Ihor Khmara

Personal information
- Nationality: Ukrainian
- Born: 18 March 1990 (age 36) Kyiv, Ukrainian SSR, Soviet Union
- Height: 1.78 m (5 ft 10 in)
- Weight: 70 kg (154 lb)

Sport
- Country: Ukraine
- Sport: Rowing
- Event: Lightweight double sculls
- Club: Ukrainian Armed Forces
- Coached by: Serhiy Prodan, Anton Prodan

Medal record
Men's rowing
Representing Ukraine
World Championships
| Bronze medal – third place | 2022 Račice | Lwt double sculls |
European Championships
| Bronze medal – third place | 2026 Varese | Lwt single sculls |
Universiade
| Silver medal – second place | 2013 Kazan | Lwt double sculls |
| Silver medal – second place | 2015 Gwangju | Lwt double sculls |
| Silver medal – second place | 2015 Gwangju | Eight |

= Ihor Khmara =

Ukrainian rower (born 1990)

Ihor Khmara (Ігор Хмара; born 18 March 1990) is a Ukrainian male rower.
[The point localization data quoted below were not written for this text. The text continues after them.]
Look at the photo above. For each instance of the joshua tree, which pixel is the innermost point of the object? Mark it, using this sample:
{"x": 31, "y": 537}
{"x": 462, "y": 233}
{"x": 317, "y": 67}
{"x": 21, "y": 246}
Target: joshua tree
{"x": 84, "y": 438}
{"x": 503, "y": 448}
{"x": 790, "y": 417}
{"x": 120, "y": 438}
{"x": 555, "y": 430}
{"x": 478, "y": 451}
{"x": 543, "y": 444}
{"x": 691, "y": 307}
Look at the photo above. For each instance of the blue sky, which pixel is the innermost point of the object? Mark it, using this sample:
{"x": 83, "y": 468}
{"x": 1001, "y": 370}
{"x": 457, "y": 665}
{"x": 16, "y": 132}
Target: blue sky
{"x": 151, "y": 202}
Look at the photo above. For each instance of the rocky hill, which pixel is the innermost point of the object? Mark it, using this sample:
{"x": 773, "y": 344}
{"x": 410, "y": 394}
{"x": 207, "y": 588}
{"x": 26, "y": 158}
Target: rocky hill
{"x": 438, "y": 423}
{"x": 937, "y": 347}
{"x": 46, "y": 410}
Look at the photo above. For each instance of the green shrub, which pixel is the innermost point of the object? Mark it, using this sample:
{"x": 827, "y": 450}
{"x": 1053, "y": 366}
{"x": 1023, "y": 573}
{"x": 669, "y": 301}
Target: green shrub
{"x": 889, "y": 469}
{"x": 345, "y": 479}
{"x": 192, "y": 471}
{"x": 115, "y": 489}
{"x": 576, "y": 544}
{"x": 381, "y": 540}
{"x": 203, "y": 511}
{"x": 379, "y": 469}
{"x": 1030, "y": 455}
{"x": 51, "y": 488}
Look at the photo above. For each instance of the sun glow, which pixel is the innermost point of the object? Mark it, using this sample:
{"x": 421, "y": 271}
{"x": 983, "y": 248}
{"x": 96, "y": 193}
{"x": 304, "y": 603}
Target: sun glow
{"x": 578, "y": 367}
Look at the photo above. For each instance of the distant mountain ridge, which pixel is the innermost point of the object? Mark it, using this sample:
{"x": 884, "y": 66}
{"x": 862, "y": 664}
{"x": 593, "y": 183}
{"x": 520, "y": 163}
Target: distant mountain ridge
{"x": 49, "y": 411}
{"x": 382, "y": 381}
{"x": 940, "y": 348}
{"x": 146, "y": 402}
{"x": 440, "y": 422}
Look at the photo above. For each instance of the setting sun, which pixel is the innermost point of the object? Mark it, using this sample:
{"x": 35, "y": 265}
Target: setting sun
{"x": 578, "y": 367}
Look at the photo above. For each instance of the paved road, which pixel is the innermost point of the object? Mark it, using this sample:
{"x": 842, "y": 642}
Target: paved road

He represented Ukraine together with Stanislav Kovalov at the 2020 Summer Olympics in the lightweight double sculls competition where they finished 9th.

==Career==
His best performances at the European Championships were in 2012, 2018, 2020 and 2021 when he finished 6th in lightweight double sculls events.

Khmara competes together with Stanislav Kovalov in lightweight double sculls competitions. They won two silver medals at the Summer Universiades in 2013 and 2015 (that year Khmara also won another silver in men's eight). At the 2017 World Championships in Sarasota they were 9th. At the 2018 World Championships in Plovdiv, they finished 10th. At the 2019 World Championships in Ottensheim, they were 20th.

Khmara also took part in lightweight quadruple sculls competitions. At the 2016 World Championships in Rotterdam, he together with Roman Fedorenko, Serhii Siabro, and Stanislav Kovalov missed medal after finishing 4th behind crews from Germany, France, and Greece.

Khmara managed to qualify together with Stanislav Kovalov for 2020 Summer Olympics after winning European Qualification Regatta in April 2021 in Varese, Italy. They became the first Ukrainian crew to represent Ukraine in this type of boat. In the lightweight double sculls competition they were 4th out of 6 boat in the heat 2 and 1st out of 6 boats in the repechage heat 1. In the semifinal A/B 2 they finished 4th just 1.5 seconds behind the third boat which was the last one to qualify for final. In final B they finished 3rd, thus ranking 9th at the 2020 Summer Olympics.

==Personal life==
Khmara is married. His hobbies include fishing and cooking.